Does anyone have any example code using pdf extract (pdf.js-extract - npm). I’m not using import correctly or something else?
Error: SyntaxError: ‘import’ and ‘export’ may appear only with ‘sourceType: module’ (4:0)
I’m running into errors about how to use import for this code:
import PDFExtract from “pdf.js-extract”
export default defineComponent({
async run({ steps, $ }) {
const pdfExtract = new PDFExtract();
const fs = require(‘fs’);
const buffer = fs.readFileSync(“https://www.zscaler.com/resources/data-sheets/zscaler-data-protection-benefits.pdf”);
const options = {}; /* see below */
pdfExtract.extractBuffer(buffer, options, (err, data) => {
if (err) return console.log(err);
console.log(data);
});
// Reference previous step data using the steps object and return data to use it in future steps
return steps.trigger.event
},
})
Hello @mrodgers.junk,
I think the error is because you’re using const fs = require('fs')
in your action code. Would you mind changing it to import fs from 'fs'
and put it on the top? For example:
import PDFExtract from "pdf.js-extract"
import fs from "fs"
export default defineComponent({
async run({steps, $}) {
/// action code
}
})
Thank you very much @vunguyenhung, I messed around with the code a bit and was able to get this working.
// working code
import { PDFExtract } from ‘pdf.js-extract’;
import fetch from “node-fetch”;
export default defineComponent({
async run({ steps, $ }) {
// const url = “https://www.w3.org/WAI/ER/tests/xhtml/testfiles/resources/pdf/dummy.pdf”;
const url = steps.trigger.event.body.text;
const response = await fetch(url);
const buffer = await response.buffer();
const options = { };
const pdfExtract = new PDFExtract();
let data;
try {
data = await pdfExtract.extractBuffer(buffer, options);
console.log(data);
} catch (err) {
console.log("Error extracting PDF data:", err);
} finally {
return data;
}
},
});
This code defines a function that extracts data from a PDF file available at a given URL. The function uses the pdf.js-extract
library to extract the data and the node-fetch
library to fetch the PDF file from the URL.
The function is an asynchronous function defined as a default export of a component. The function receives two arguments: steps
and $
. It returns a Promise that resolves to the extracted data.
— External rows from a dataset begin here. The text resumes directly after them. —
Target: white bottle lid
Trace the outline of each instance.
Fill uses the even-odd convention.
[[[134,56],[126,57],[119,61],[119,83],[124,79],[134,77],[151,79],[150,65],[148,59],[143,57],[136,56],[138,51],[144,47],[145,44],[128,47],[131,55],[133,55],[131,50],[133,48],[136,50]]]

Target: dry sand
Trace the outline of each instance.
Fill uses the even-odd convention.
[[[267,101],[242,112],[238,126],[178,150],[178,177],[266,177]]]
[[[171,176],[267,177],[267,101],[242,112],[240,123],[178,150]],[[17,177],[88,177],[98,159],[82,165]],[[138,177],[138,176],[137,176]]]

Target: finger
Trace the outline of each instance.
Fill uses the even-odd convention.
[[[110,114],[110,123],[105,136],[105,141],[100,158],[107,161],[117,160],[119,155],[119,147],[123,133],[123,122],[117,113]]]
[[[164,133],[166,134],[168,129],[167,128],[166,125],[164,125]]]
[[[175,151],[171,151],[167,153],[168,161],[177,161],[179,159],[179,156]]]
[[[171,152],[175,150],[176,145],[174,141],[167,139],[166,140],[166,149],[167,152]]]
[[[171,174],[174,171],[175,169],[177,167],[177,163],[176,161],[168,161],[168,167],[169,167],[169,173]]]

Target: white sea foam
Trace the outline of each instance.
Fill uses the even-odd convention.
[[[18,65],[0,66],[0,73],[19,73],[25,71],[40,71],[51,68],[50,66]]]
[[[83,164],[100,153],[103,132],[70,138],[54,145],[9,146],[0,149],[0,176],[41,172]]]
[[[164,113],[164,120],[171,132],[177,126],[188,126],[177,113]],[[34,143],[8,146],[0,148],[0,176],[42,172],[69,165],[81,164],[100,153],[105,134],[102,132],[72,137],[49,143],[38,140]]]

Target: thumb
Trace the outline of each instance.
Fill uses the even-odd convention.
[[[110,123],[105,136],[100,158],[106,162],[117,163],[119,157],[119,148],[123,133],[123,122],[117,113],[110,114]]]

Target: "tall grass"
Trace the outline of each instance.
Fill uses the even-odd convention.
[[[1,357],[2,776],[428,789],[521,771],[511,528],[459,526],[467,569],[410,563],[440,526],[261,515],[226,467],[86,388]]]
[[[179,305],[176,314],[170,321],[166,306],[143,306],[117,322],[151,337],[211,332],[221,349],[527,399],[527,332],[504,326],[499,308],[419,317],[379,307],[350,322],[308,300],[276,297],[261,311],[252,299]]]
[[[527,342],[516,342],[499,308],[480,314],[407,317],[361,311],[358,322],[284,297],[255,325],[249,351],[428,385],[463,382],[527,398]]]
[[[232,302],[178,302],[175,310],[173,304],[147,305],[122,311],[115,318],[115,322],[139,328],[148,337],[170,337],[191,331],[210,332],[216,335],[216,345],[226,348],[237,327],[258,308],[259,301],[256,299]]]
The function first creates a url
variable that contains the URL of the PDF file to be extracted. It then uses node-fetch
library to fetch the PDF file from the URL and stores the file content in a buffer
variable.
It then defines an empty options
object and creates an instance of the PDFExtract
class from the pdf.js-extract
library. It also initializes a data
variable to an undefined value.
Next, the function tries to extract the data from the PDF file using the extractBuffer
method of the pdfExtract
object. If the extraction is successful, it logs the extracted data to the console and assigns the data to the data
variable. If the extraction fails, it logs an error message to the console with the error message.
Finally, the function returns the data
variable inside a finally
block. The finally
block ensures that the function always returns the data
variable, whether or not there was an error during the extraction.